2007-01-03 16:50:41 | 小説
新童話「美華のお手伝い」
この物語はノンフィクションであり、ここに登場する名前・会社名は実在しません。


東京から西に40キロ、多摩丘陵の一角にある高台のもみじ丘ハイツの建物が冬の短い陽を浴びて美しい。
もみじ丘ハイツは多摩丘陵の新多摩公園駅から歩いて10分、都心の新宿へも東西電鉄と京神電鉄があってとても便利である。一戸建てを中心に一部の建物は、12建ての中層マンションが集まって15棟ほど建っていた。駅はもみじ丘から見るとちょっと谷間になっていて、人口の増加に伴って駅前にはスーパー、大型電気店、DIY、それに図書館、美術館まであって日曜日はかなりの人でにぎわっている。矢田一樹・佳奈子は29歳で職場で出会い結婚した、3年経って二人は女の子を授かった。
美華は両親の愛を受けてすくすく育った。佳奈子の母がクリスチャンだったこともあって聖書を読んで、佳奈子は美華をやさしく、しかし時には厳しくしかって育てることも忘れない。
「少年をその道にしたがって育てよか、うん、なるほどね、」

「ねえ、美華、スパゲッティー作ってあげようと思ったんだけど、ひき肉とかケチャップがないの」
「ママ、ないの」
「ええ、それでねえ、ママ美華にスパゲッテーとかパンとか買ってきてほしいの」
母の佳奈子は、美華に独立心と自分で判断することがもう必要と考えてかねて考えていたことをこの機会に一人で出かけてケチャップとかパンを買ってきてもらうようにしなければと思った。美華は、母から突然言われて、目をくるくる回しながら、
「ねえ、ママ行かないの」
と白いエプロンのすそを引っ張って母を見上げるように話す。
「美華ももう来年は保育園から幼稚園、もうおねえちゃんになるのよ」
「でも、美華怖いよ」
「はっ、怖いって」
佳奈子は、美華の目線にあわせるようにかがんで、美華の手をしっかり握って
「ねえ、あなた何が怖いの」
と優しく聞いた、佳奈子はいつも美華になにか聞かれて答えるとき、少し腰を折って子供の目線に合わせて必ず手を握り話すのだった。

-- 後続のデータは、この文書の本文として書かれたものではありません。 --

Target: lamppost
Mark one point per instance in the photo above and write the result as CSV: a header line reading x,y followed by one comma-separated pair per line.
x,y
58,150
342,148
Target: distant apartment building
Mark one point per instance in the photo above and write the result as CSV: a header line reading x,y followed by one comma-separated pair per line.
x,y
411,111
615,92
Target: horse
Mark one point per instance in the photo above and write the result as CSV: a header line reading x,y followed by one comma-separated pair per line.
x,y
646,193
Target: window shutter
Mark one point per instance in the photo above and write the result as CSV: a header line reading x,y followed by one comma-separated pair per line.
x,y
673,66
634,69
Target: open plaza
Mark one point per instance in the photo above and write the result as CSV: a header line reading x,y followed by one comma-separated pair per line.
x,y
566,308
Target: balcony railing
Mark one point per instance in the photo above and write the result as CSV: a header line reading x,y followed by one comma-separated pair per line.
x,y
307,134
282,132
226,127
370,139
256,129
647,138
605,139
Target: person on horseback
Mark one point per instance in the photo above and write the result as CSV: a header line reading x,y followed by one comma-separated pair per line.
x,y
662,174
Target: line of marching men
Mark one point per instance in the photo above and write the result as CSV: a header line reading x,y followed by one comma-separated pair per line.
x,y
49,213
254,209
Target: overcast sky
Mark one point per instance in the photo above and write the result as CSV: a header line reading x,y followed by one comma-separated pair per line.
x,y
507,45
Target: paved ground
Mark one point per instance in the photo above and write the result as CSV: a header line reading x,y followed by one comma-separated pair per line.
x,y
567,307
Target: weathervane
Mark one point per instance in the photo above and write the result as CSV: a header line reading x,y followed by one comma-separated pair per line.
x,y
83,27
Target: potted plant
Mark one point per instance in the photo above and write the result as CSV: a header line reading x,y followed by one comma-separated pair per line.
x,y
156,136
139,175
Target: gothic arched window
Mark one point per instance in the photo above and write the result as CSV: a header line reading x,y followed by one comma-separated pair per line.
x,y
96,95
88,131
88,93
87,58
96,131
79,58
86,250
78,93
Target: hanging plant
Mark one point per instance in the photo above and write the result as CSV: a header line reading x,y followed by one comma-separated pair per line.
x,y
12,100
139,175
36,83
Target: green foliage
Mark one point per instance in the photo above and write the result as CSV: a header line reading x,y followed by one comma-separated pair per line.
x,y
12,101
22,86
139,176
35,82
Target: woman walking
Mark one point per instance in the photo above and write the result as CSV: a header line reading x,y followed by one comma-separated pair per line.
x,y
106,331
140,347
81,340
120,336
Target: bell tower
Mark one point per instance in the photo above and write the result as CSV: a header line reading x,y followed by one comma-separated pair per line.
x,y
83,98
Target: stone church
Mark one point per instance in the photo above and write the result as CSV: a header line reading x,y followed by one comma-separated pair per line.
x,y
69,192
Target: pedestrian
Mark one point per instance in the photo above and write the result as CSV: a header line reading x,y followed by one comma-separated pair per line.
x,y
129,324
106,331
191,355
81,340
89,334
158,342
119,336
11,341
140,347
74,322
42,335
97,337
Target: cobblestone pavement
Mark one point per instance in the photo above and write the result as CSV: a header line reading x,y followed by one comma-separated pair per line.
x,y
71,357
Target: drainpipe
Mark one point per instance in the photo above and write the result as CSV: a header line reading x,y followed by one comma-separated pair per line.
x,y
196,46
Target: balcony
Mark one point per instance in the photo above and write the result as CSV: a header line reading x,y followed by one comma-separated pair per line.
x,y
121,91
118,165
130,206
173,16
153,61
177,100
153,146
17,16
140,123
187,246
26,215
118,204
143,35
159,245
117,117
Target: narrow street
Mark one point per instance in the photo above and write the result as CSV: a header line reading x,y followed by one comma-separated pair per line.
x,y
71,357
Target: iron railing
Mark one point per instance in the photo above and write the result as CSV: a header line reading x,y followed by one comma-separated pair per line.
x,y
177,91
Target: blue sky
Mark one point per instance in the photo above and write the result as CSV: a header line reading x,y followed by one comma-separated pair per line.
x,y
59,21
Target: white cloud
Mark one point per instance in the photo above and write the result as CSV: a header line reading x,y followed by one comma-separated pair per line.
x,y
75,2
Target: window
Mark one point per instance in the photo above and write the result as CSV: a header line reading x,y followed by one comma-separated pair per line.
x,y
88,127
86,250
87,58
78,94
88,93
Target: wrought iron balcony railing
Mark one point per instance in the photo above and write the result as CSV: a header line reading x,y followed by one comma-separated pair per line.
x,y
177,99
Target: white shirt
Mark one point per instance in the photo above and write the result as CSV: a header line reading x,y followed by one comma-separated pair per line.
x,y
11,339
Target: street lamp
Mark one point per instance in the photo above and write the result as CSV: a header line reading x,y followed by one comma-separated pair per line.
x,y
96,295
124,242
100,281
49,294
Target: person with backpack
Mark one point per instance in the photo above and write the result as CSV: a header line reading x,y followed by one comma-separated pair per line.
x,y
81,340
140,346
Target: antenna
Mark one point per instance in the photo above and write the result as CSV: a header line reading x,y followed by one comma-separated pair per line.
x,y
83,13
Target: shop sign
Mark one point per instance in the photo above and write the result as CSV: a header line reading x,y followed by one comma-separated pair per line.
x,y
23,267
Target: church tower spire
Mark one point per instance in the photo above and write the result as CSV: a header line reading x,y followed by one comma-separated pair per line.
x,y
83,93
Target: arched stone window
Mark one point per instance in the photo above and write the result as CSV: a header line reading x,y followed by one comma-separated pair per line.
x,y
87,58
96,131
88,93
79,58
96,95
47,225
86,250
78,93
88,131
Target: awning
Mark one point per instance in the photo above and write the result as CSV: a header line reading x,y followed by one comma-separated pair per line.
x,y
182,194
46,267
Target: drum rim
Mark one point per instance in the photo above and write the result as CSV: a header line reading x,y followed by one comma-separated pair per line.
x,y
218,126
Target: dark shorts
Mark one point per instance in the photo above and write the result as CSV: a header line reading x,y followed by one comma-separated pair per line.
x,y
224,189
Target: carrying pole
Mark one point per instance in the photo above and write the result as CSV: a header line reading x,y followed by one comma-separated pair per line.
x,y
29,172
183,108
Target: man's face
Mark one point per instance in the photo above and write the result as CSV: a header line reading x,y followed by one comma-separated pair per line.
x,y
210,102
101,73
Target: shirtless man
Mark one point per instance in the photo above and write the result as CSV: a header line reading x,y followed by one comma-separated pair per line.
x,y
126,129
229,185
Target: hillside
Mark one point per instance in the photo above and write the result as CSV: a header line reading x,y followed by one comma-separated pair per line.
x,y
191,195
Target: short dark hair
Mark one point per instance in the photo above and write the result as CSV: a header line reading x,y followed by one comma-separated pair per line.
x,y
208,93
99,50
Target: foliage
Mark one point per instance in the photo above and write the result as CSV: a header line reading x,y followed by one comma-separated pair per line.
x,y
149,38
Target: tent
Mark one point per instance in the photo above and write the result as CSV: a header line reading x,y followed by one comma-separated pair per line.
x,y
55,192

「ねええ、この坂の下のほら加藤さんのワンちゃんが怖いの」
加藤さんとは、美華の行ってる保育園の友達の沙織の家なのだ。
毎日午後になると、加藤さんのおじいさんがかわいい犬を連れて散歩に出て来るのだった。
「怖いのって、大丈夫よ、加藤さんのワンちゃん、きっと美華のことが好きななのかも」
「だってわんちゃん、美華が側に行くとワンワンってほえて」
「でもあなたが近づくといつも尻尾振ってるでしょう、あれはね加藤さんのわんちゃん、美華が好きだから尻尾振るの」
「へえ、そうなの」
「犬はねええ、喜んでるときには尻尾を振る習性があるの」
「ママ、習性って」
「うん、なんていったらいいかなあ、ああ習慣、わかる?」
「うん、ちょっとわかってるけど、わからない」
「くせっていえばわかるかなあ、美華には」
「うん」
そんな和やかな美華との会話を交わしてるときが、私にとって一番幸せだわ」
母はしみじみそう思った。
美華はこれまで佳奈子と一緒に駅前の東友スーパーに出かけていた。佳奈子は、美華にお使いを頼むのにいつもいく東友スーパーでは無理だと思った。身長100センチ足らずの小さな美華が買い物籠を持ってレジを通るのは無理だしそれにスーパーで小さい子が一人で買い物をしてかえって周囲の人たちから奇異な眼で見られてもかわいそうだとも思った。
新多摩公園駅から紅葉丘ハイツに亘る道路の左右には一戸建てとか中規模のマンションが立ち並び人口も増加の一途をたどって自然発生的に商店街が出来上がっている。
スーパーに対抗して新鮮な肉・野菜。鮮魚をはじめ一般食品は結構安かった。
商店街のお店の人も母が美華が可愛く顔を覚えてくれて、時々買い物をしていると、
「美華ちゃん、お母さんとお買い物でいいわね、これおばさんからご褒美」といって商店街大売出しの時には風船とか、そうでないときは店で売っている鉛筆一本とか、箱入り菓子一箱とかを美華の小さな手に握らせてくれることもある。
美華もまた、母、佳奈子の書いたメモをもみじのような可愛い手で持って、
「あのねえ、おばちゃん、コロッケ3つとええと、ぽ・て・と・サラダをこんだけちょうだい」と背伸びして肉屋のお店の人にメモを見せたりしているのだった。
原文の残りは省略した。